Since it doesn't depend on time explicitly, then I can express Hamilton's principal function S as
[tex] S = W(x, \alpha) + \alpha t [/tex].
The Hamilton-Jacobi equation is then given by
[tex] \frac{1}{2m} \left( \frac{\partial W}{\partial x} \right)^2 + \frac{a}{\sin^2(x/x_0)} = \alpha [/tex]
The Attempt at a Solution
a.) Obtain an integral solution for Hamilton's characteristic function.
Isolating the partial derivative of the characteristic function W, I get an integral expression
[tex]W = \int \sqrt{2m\alpha - \frac{2ma}{\sin^2(x/x_0)}} dx [/tex].

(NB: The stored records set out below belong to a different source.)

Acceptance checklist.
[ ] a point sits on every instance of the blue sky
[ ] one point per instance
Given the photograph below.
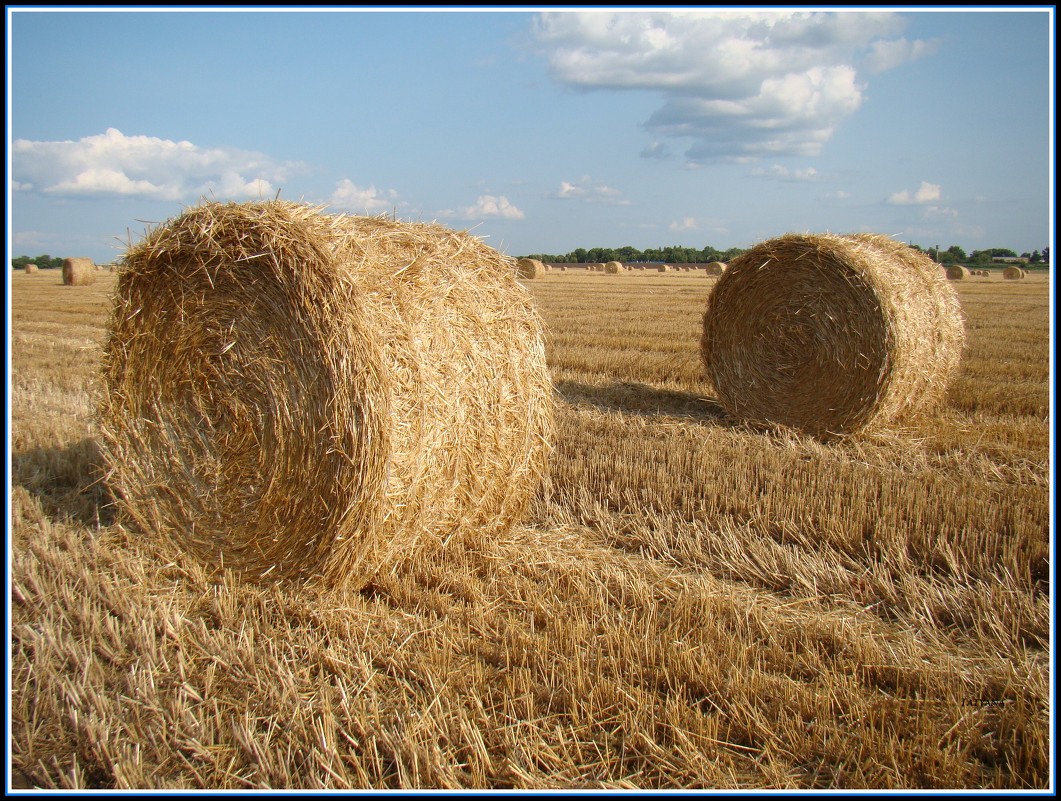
(539, 131)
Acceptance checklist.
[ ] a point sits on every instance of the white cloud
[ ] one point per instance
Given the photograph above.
(588, 190)
(486, 206)
(925, 193)
(783, 173)
(112, 163)
(738, 84)
(885, 55)
(685, 224)
(350, 196)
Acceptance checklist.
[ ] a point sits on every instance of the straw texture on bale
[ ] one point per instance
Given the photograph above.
(79, 272)
(312, 397)
(831, 334)
(529, 268)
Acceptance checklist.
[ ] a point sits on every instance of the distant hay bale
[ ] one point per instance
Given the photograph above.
(529, 268)
(79, 272)
(311, 397)
(831, 334)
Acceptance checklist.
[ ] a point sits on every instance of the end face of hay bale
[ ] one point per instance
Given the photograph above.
(831, 334)
(299, 396)
(529, 268)
(79, 272)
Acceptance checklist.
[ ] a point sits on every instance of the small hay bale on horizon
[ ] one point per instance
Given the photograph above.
(298, 396)
(79, 272)
(831, 334)
(529, 268)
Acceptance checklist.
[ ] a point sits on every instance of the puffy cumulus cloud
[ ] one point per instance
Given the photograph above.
(588, 190)
(738, 84)
(112, 163)
(486, 206)
(925, 193)
(352, 197)
(783, 173)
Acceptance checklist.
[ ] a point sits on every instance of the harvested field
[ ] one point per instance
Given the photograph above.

b.) Under what conditions can action-angle variables be used?
The condition that must be met is [tex] \alpha \geq \frac{a}{\sin^2(x/x_0)}} [/tex].
c.) Assuming these are met, find the frequency of oscillation by the action-angle method. (The integral for J can be evaluated by manipulating the integrand so that the square root appears in the denominator.)
For finding the frequency of oscillation, I'm having a problem with integrating the action variable J:
[tex] J = \int p dx = \int \sqrt{2m\alpha - \frac{2ma}{\sin^2(x/x_0)}} dx [/tex].
I tried to follow the hint, so I got
[tex] J = \int \frac{2m\alpha - \frac{2ma}{\sin^2(x/x_0)}}{\sqrt{2m\alpha - \frac{2ma}{\sin^2(x/x_0)}}} dx [/tex].
Still, I'm stuck. How do I integrate this? Thanks!